This is where things get tricky.

Indeed, an ARMV7M CPU like the cortex M7 executes ARM-tumb assembly. Sadly for us, the ARM Thumb assembly is NOT a fixed length instruction.

An ARM Thumb assembly instruction has one of two forms :

• 16 bits instructions.
• 32 bits instructions, composed of two 16 bits words. No field crosses the two 16 bits words.

This historically comes from the various additions to the THUMB instruction set, that forced the adoption of 32 bits instructions, as 16 bits were not enough to represent all required instructions, like VFP.

As we will see, writing a decoder is a real pain, but can be done really fast and automatically if we have the right tools. Though, decoding a variable-length instruction set is a REAL problem, and is much more complex than writing a fixed-length instruction set decoder.
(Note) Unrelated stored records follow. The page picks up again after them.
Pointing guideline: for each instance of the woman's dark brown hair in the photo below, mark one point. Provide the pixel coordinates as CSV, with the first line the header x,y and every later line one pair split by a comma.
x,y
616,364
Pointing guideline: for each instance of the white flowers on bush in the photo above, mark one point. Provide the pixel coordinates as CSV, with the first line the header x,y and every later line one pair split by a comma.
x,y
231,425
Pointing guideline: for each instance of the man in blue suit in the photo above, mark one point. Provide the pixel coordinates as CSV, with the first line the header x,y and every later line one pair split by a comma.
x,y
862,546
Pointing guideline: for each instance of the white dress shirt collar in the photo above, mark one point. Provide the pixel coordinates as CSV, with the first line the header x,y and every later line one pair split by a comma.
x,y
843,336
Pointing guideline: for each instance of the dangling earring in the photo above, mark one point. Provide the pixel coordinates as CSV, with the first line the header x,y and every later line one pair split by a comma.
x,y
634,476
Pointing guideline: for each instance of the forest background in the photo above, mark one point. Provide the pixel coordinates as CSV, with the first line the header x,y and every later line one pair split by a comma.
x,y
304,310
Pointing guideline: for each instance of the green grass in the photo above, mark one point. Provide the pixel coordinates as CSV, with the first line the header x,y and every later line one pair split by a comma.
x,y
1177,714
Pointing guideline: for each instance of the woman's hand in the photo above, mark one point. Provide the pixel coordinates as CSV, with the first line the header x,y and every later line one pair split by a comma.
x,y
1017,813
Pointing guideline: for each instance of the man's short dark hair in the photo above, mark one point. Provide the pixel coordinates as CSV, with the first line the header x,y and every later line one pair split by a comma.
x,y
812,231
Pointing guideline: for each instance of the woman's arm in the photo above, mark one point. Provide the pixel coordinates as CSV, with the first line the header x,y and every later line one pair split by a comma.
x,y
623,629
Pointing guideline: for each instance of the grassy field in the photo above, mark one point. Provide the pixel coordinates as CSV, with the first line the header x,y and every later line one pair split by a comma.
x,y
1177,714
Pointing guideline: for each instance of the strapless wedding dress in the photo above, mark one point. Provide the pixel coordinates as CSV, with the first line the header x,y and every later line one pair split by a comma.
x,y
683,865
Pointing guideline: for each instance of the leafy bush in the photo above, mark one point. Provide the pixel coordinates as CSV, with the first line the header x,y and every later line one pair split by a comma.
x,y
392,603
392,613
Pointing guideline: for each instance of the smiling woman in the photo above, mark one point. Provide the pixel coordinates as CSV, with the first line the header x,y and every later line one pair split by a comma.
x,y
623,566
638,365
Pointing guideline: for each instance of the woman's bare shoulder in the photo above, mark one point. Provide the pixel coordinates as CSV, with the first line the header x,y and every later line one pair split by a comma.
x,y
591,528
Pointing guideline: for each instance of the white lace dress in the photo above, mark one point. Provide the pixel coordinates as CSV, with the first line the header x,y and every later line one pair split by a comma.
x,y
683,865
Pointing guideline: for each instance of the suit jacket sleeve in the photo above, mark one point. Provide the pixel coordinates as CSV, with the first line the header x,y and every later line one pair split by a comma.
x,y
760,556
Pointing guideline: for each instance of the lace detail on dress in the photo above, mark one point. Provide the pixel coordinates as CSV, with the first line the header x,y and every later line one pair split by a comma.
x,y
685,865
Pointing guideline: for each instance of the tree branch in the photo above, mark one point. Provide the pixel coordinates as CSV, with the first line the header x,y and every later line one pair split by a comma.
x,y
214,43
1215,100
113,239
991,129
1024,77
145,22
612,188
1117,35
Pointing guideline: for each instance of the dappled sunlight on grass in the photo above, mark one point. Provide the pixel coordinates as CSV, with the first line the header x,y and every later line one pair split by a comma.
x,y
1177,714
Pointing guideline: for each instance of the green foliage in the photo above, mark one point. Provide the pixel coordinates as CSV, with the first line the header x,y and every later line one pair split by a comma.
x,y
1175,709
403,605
Think about it : in order for our decoder to process the instruction, it must read the actual value of the instruction. But in the case of a variable-length instruction, how can it know the length to read ? It should read byte by byte only whenever needed, which will greatly complexify the code, compared to a fixed length instruction set, where it only has to read once and (in a couple of words) bisect depending on the values of certain bits.

Luckily, ARM makes our life easier by allowing us to detect if a word known to be the start of an instruction is the start of a 16 bits instruction or a 32 bits instruction :

https://developer.arm.com/documentation/ddi0403/d/Application-Level-Architecture/The-Thumb-Instruction-Set-Encoding/Thumb-instruction-set-encoding#:~:text=The%20Thumb%20instruction%20stream%20is,consecutive%20halfwords%20in%20that%20stream.

If bits [15:11] of the halfword being decoded take any of the following values, the halfword is the first halfword of a 32-bit instruction: 0b11101 0b11110 0b11111.

This will allow us to divide the tough problem of decoding the variable length THUMB ISA into two much simpler problems, being decoding either the fixed length THUMB32 ISA or the THUMB16 ISA.

The first task of our decoder will be to determine if the instruction that faulted is a 16 bits instruction or a 32 bits instruction. Then, the decoder will call the relevant sub-decoder.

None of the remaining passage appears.